If it's a "compiler intrinsic", then why does the name still even exist at link time? Should it not have been replaced with the ASM code at compile time?
@monster Hmmm... I assume the generated intrinsic ASM is bundled in one of the Windows SDK libs then... But I have no idea which one :P
That means you'd have to add some .lib file to the linking options... That still would make your application OS-agnostic.
Have you tried using the appearently truly instrinsic InterlockedExchangeAdd64_nf delcared in <intrin.h>? Although on the msdn page it states that the NoFence variants only apply for ARM architectures and you should the regular InterlockedExchangeAdd64 instead.

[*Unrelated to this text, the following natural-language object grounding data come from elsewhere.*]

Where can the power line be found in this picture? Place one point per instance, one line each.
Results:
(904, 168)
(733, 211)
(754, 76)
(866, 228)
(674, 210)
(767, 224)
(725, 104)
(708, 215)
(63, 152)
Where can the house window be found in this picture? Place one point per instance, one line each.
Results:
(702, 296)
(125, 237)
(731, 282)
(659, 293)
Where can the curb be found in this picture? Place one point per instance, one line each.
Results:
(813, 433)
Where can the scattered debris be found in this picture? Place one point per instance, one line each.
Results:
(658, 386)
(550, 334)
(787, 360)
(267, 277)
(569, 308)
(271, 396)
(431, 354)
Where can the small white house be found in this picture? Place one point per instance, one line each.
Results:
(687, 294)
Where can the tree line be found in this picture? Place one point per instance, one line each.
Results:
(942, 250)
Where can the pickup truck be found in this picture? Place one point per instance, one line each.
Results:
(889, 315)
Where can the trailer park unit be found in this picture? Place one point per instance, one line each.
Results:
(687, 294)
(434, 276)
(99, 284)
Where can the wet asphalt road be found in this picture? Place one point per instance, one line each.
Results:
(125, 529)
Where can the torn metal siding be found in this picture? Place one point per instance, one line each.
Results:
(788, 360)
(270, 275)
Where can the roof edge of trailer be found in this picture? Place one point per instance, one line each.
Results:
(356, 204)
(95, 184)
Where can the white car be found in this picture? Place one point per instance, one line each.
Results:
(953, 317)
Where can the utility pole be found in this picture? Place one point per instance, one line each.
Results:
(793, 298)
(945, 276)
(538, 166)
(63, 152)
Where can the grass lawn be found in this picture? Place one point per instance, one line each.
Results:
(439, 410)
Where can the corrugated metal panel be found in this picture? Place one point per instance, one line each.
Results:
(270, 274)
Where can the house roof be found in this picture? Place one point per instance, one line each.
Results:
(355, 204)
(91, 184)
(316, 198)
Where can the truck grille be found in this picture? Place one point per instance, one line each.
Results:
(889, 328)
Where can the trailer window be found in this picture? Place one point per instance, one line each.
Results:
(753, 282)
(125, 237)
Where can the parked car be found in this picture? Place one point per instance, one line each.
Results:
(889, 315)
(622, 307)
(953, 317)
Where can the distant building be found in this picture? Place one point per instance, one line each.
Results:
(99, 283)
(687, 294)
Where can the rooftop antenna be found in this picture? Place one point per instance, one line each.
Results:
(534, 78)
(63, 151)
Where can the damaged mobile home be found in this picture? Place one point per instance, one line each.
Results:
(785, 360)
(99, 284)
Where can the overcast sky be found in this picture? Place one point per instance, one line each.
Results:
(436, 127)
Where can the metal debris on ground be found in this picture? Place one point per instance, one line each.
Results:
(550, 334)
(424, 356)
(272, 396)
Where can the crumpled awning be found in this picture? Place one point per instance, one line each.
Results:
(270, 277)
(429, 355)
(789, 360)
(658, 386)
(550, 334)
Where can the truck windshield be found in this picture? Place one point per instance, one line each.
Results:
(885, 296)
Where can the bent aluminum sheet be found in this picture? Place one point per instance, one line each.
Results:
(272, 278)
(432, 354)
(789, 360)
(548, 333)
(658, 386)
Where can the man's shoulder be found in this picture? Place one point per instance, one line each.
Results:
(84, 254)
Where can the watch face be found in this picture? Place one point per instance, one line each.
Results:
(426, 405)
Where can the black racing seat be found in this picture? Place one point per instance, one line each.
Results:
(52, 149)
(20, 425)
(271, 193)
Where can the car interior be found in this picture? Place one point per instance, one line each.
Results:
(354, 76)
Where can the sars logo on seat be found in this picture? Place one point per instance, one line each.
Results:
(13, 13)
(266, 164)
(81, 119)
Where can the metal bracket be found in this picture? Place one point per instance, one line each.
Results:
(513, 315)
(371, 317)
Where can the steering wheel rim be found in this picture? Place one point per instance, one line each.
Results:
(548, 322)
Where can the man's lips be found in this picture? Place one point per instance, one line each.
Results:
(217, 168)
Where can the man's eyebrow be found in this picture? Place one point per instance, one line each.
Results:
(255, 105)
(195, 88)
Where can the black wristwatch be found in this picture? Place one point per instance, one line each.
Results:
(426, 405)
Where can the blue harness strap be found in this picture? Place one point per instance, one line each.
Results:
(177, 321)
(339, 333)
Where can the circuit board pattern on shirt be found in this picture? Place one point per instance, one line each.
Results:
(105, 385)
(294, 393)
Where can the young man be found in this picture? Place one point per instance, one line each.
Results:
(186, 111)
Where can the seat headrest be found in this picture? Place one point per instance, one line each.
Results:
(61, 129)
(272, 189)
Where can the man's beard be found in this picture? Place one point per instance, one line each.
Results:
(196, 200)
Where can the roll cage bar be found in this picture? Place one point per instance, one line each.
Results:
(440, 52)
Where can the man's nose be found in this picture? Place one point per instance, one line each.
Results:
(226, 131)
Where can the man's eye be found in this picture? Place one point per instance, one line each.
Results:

@conven92 Well, since it said it was only for ARM, I hadn't tried those. So now I did, and the same result comes out:
atomiks.obj : error LNK2019: unresolved external symbol InterlockedExchangeAdd64_nf
(with or without a "_" as prefix).
While I'd like to know what is going on, it is basically an "optimisation" problem, because the code will still work "with" a fence. So I'm (for now) leaving this as an "unsolved mistery", and moving on to add cluster support to my code, which is more important.